A directory in S3 contains files with two columns
- The files contain headers, the column names are just random strings and they are not consistent across files
- both columns are integer values
- Some files are CSV some are TSV - so they are mixed, and you must handle this!
- The empty string should represent 0
- Henceforth the first column will be referred to as the key, and the second column the value
- For any given key across the entire dataset (so all the files), there exists exactly one value that occurs an odd number of times. . E.g. you will see data like this:
// value 2 occurs odd number of times
1 -> 2
1 -> 3
1 -> 3
// value 4 occurs odd number of times
2 -> 4
2 -> 4
2 -> 4
But never like this:
// three values occur odd number of times
1 -> 2
1 -> 3
1 -> 4
// no value for this key occurs odd number of times
2 -> 4
2 -> 4
-
Write an app in Scala that takes 3 parameters: An S3 path (input) An S3 path (output) An AWS ~/.aws/credentials profile to initialise creds with, or param to indicate that creds should use default provider chain.
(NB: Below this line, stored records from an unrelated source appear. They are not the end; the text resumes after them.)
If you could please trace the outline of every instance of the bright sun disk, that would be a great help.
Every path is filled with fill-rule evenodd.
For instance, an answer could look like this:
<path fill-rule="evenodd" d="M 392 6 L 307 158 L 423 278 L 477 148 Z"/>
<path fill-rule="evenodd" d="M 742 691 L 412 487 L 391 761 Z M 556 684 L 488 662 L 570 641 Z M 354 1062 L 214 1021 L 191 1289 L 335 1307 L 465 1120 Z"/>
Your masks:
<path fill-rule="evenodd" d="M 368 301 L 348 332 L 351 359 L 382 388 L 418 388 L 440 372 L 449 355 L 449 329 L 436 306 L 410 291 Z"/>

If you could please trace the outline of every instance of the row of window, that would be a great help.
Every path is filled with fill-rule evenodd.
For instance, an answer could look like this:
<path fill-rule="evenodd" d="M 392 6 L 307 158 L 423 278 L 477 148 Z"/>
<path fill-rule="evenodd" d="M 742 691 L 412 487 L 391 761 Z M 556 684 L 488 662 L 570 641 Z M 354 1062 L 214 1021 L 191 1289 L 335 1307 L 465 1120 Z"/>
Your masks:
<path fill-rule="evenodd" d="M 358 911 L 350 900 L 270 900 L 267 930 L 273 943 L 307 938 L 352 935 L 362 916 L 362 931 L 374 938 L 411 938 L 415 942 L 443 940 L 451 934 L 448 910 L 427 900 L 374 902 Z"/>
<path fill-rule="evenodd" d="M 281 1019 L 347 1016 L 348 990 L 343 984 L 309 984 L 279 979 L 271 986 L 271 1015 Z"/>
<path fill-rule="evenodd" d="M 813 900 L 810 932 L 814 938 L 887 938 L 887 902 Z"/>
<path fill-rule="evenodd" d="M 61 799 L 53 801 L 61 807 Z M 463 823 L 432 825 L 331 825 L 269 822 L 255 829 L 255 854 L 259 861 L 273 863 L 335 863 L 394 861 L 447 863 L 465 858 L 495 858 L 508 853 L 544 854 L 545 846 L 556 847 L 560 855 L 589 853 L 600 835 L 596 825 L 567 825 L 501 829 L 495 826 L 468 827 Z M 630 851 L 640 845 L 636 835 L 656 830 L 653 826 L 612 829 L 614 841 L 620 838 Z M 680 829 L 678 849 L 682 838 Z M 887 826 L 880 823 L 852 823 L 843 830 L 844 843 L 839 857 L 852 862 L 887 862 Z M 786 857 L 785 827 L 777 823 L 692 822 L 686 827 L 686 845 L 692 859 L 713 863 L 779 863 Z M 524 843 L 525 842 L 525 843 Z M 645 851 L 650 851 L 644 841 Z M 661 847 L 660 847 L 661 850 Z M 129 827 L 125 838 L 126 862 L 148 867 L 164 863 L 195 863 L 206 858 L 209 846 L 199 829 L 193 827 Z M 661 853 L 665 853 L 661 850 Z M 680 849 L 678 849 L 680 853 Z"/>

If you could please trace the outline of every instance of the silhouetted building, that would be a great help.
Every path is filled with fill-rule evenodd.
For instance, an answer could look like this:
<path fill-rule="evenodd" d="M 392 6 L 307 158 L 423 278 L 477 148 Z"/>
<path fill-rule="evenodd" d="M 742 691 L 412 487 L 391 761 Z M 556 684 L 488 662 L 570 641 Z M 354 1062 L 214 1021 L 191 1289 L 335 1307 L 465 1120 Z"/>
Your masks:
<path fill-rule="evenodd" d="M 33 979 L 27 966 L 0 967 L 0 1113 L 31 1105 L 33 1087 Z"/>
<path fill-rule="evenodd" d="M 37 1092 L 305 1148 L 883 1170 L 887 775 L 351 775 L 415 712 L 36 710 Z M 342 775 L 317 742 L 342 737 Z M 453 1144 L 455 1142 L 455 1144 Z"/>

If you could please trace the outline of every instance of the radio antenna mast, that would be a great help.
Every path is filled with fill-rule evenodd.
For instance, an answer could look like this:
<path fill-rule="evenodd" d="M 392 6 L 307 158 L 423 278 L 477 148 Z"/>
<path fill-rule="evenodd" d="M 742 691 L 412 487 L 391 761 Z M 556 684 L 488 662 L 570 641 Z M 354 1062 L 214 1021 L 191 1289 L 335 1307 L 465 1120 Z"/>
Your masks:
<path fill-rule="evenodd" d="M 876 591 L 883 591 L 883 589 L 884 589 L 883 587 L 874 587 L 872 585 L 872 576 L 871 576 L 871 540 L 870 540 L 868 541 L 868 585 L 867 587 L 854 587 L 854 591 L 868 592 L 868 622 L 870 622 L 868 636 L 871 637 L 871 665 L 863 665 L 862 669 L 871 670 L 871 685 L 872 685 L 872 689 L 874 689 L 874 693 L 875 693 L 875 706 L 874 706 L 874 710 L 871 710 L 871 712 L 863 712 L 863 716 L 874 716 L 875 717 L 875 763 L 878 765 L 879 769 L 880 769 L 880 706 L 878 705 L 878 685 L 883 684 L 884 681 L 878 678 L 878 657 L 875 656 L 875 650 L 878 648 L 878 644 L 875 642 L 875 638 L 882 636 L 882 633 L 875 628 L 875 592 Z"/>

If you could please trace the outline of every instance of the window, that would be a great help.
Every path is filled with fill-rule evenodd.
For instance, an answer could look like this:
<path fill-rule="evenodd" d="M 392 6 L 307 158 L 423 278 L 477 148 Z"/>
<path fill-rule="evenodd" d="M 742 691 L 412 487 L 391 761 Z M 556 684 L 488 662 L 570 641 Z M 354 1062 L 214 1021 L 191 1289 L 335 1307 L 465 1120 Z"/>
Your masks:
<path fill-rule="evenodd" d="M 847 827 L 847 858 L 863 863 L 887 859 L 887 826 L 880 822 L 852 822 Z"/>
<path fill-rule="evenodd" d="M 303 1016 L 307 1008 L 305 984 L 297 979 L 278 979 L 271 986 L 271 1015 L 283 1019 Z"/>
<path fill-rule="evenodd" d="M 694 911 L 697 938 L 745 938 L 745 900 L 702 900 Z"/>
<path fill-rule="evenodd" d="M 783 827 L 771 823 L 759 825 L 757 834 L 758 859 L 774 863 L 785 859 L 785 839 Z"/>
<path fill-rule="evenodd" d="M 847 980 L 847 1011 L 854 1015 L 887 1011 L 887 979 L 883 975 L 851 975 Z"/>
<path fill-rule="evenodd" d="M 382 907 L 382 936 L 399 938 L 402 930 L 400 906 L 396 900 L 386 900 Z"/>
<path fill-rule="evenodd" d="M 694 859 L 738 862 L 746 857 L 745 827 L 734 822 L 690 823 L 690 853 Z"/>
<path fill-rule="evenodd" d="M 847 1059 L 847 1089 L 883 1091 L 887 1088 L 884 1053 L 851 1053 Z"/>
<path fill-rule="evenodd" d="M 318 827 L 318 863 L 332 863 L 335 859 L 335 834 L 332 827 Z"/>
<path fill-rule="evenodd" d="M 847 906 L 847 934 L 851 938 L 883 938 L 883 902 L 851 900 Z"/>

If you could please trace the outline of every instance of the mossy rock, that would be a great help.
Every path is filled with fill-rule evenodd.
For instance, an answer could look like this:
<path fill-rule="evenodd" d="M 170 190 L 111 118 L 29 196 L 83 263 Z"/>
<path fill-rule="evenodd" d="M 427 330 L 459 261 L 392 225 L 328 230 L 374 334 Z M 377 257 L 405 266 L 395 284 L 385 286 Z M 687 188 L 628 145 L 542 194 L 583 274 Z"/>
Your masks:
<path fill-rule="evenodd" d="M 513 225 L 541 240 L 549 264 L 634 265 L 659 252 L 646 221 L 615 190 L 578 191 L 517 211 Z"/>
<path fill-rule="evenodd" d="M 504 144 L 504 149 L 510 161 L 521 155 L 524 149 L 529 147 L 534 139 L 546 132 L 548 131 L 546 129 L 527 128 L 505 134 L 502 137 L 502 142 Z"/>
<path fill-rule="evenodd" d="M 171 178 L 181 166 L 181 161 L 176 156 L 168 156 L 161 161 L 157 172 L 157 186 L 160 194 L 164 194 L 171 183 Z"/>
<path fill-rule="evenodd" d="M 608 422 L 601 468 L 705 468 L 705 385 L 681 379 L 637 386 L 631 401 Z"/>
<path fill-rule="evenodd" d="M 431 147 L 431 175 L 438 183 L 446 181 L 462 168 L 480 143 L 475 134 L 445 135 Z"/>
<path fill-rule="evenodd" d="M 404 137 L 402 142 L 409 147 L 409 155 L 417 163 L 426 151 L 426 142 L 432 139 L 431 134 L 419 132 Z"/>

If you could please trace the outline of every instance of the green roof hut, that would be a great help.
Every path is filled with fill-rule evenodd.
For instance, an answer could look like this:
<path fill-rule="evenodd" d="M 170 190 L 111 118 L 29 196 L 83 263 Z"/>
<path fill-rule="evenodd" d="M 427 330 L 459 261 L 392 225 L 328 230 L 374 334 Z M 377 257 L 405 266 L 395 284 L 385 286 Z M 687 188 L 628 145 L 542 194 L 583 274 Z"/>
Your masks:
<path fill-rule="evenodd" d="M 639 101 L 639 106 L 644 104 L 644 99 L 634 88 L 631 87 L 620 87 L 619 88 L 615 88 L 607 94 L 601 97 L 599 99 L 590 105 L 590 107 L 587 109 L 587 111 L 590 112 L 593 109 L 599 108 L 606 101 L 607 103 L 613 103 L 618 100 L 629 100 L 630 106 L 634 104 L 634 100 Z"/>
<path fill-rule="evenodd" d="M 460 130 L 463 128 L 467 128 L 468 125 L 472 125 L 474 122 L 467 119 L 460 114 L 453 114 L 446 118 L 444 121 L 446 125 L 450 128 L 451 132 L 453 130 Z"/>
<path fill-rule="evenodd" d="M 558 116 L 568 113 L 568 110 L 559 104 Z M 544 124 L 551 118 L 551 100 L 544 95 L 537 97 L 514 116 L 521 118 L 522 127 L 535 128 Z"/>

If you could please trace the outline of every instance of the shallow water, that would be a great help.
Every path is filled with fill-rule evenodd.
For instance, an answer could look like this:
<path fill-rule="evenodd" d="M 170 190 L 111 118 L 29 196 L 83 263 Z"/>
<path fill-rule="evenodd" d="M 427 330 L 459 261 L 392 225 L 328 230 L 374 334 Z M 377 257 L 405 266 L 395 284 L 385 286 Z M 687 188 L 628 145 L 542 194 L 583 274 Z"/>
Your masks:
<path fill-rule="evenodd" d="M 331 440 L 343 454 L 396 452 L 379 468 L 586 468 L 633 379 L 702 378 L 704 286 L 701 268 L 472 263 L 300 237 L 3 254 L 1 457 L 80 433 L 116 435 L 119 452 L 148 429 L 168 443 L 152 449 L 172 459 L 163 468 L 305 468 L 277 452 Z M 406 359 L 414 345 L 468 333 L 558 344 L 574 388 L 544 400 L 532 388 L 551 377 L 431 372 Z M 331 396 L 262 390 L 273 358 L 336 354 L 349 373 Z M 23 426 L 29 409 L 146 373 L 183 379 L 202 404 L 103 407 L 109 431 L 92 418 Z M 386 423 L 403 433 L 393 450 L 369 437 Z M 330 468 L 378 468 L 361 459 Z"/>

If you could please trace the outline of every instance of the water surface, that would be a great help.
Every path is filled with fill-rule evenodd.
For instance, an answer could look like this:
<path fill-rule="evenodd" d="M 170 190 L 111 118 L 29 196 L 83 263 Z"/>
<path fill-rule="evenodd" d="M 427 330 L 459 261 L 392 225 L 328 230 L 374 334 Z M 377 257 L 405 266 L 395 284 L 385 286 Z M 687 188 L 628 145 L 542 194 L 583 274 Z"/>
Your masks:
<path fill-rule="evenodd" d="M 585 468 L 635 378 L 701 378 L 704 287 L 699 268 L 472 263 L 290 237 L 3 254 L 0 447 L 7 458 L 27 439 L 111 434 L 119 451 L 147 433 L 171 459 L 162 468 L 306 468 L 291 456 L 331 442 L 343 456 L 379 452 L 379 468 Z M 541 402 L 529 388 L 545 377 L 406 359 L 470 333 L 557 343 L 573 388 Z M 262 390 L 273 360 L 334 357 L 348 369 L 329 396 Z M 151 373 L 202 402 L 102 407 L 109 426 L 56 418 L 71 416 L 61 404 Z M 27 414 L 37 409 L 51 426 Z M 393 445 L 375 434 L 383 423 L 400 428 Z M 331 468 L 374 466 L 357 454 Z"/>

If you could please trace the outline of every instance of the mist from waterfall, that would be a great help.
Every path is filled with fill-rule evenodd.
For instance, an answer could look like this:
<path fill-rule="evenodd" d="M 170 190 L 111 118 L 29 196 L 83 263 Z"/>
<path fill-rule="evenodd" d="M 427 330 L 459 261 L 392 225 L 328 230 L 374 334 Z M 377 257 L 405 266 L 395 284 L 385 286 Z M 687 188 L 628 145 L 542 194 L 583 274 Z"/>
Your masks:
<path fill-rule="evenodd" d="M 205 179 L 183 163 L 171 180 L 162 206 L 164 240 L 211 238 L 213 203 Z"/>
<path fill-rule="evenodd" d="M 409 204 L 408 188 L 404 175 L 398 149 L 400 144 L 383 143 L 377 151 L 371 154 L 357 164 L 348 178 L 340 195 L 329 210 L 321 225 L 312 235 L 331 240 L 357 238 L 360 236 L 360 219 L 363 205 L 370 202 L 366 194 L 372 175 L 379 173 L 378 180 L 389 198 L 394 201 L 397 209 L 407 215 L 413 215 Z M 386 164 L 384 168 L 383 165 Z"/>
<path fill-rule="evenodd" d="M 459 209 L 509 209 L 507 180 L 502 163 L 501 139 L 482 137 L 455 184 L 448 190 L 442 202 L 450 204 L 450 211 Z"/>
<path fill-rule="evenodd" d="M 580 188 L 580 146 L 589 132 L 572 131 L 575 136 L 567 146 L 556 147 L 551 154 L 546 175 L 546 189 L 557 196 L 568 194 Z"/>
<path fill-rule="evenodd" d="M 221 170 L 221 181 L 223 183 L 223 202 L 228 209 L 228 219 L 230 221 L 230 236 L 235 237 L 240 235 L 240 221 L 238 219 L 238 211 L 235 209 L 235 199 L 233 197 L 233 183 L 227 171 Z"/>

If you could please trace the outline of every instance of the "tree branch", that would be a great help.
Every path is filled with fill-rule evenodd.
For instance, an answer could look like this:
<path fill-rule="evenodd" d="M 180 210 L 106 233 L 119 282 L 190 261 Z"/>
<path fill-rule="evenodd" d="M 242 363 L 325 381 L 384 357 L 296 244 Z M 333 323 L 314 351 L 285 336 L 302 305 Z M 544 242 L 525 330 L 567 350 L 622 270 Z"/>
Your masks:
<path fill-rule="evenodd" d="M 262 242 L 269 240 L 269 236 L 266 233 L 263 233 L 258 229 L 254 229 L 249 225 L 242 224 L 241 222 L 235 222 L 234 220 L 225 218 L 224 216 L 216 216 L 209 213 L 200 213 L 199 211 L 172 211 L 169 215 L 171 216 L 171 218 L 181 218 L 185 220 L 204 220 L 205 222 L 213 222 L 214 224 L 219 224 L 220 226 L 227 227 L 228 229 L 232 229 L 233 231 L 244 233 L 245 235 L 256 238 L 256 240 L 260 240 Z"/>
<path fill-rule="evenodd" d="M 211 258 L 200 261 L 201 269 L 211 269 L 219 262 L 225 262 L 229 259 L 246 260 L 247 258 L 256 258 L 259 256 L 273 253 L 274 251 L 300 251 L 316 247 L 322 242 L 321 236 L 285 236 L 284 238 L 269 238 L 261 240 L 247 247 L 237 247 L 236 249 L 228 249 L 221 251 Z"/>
Your app will assume these creds have full access to the S3 bucket.
-
Then in spark local mode the app should write file(s) to the output S3 path in TSV format with two columns such that The first column contains each key exactly once The second column contains the integer occurring an odd number of times for the key, as described by 6 above
NOTE: If your CV doesn’t mention AWS you can assume local filesystem and not bother with the S3 stuff.
-
Bonus 1 This is a bonus and entirely optional. If you have already spent a long time on the above, it’s recommended you skip this as we do not want to consume too much time of the candidates. Provide more than one implementation of the algorithm, and as comments discuss the time & space complexity.
-
Bonus 2 This is a bonus and entirely optional. If you have already spent a long time on the above, it’s recommended you skip this as we do not want to consume too much time of the candidates. Instead of running the app in local mode, use the Java SDK for AWS "com.amazonaws" % "aws-java-sdk" % "1.11.698", to run the app in an EMR cluster. Here the creds passed in are assumed to be admin creds for the AWS account.